Mes motivations étaient pures, ou du moins je le pensais. J’ai été attiré par la majesté des séquoias de la côte depuis que papa nous a fait monter pour la première fois dans le break familial pour un voyage de camping au Richardson Grove State Park, également dans le comté de Humboldt, il y a bien longtemps.
En tant que natif du comté de San Luis Obispo, ma notion des grands arbres consistait en des chênes vivants noueux de la côte couronnant des collines à l’herbe dorée.

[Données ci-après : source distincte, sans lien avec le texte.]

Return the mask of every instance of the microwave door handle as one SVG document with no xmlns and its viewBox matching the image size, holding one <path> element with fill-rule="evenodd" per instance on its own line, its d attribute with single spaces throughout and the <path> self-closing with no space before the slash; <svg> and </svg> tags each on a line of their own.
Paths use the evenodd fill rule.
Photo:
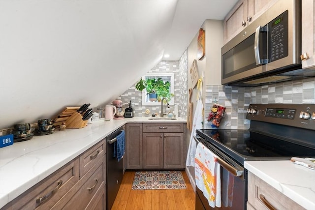
<svg viewBox="0 0 315 210">
<path fill-rule="evenodd" d="M 256 60 L 256 64 L 259 65 L 261 64 L 260 61 L 260 55 L 259 55 L 259 33 L 260 32 L 260 26 L 256 29 L 256 32 L 255 33 L 255 41 L 254 51 L 255 52 L 255 60 Z"/>
</svg>

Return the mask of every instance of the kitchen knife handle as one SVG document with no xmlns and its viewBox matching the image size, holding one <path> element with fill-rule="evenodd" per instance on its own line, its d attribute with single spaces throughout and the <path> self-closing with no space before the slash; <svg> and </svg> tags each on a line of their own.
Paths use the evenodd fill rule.
<svg viewBox="0 0 315 210">
<path fill-rule="evenodd" d="M 43 203 L 43 202 L 44 202 L 47 199 L 50 198 L 52 195 L 56 193 L 58 191 L 58 190 L 60 188 L 62 184 L 63 184 L 63 180 L 59 180 L 57 182 L 57 186 L 56 187 L 56 188 L 54 189 L 54 190 L 53 190 L 51 192 L 50 192 L 48 193 L 47 193 L 47 195 L 41 198 L 37 199 L 36 200 L 36 203 L 37 204 L 39 204 L 39 205 Z"/>
</svg>

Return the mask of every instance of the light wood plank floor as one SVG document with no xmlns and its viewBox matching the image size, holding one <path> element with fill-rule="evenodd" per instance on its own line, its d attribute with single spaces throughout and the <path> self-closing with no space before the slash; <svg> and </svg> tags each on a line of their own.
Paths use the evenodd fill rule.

Ces séquoias… oh, mon Dieu. Ils s’élevaient si haut et si droit dans l’air imprégné de brouillard, si follement surdimensionnés, si pleins d’une majesté tranquille – j’étais soufflé. Leur silence me frappe autant que leur hauteur et leur circonférence. Leur écorce épaisse et leurs grands troncs droits – dépourvus de branches sur les 150 à 200 premiers pieds – fonctionnent comme des déflecteurs acoustiques massifs, aidés par un tapis de duvet dense qui amortit les sons. John Steinbeck a qualifié l’effet de « silence de cathédrale ».
Alors pourquoi ne pas rendre hommage à leur arbre roi, le géant des géants, Hypérion, nommé d’après l’un des Titans de la mythologie grecque ?
Eh bien, ce n’est pas si simple.
Le Service des parcs nationaux ne veut pas que quiconque sache où se trouve Hypérion, et encore moins qu’on fasse une randonnée pour le voir. Les rangers ne font même pas référence à l’arbre par son nom. Les défenseurs de l’environnement et la plupart des amoureux des grands arbres ne vous aideront pas non plus. Tous ceux qui connaissent l’arbre semblent garder l’emplacement précis d’Hyperion comme un secret bien gardé.
Et pour une bonne raison. Je ne le réalisais pas, mais je m’embarquais dans une marque croissante de chasse au trophée dans la nature qui, alimentée par les médias sociaux, a engendré une manie disproportionnée de toucher, de voir et de poster des images de lieux spéciaux – généralement au détriment de ces lieux.
Par exemple, un point de vue panoramique appelé Horseshoe Bend sur le fleuve Colorado dans le nord de l’Arizona, partagé sur Instagram dans des centaines de milliers de photos, est perpétuellement bondé. Il reçoit tellement de visiteurs quotidiens – 10 fois plus que les points de vue voisins, selon un rapport – que la police locale et le service des parcs ont imposé des restrictions de stationnement à proximité. Les visiteurs sont priés de ne pas s’attarder, et les agents de police désormais postés dans la zone de stationnement pressent les gens. Comment est-ce pour profiter de la nature ?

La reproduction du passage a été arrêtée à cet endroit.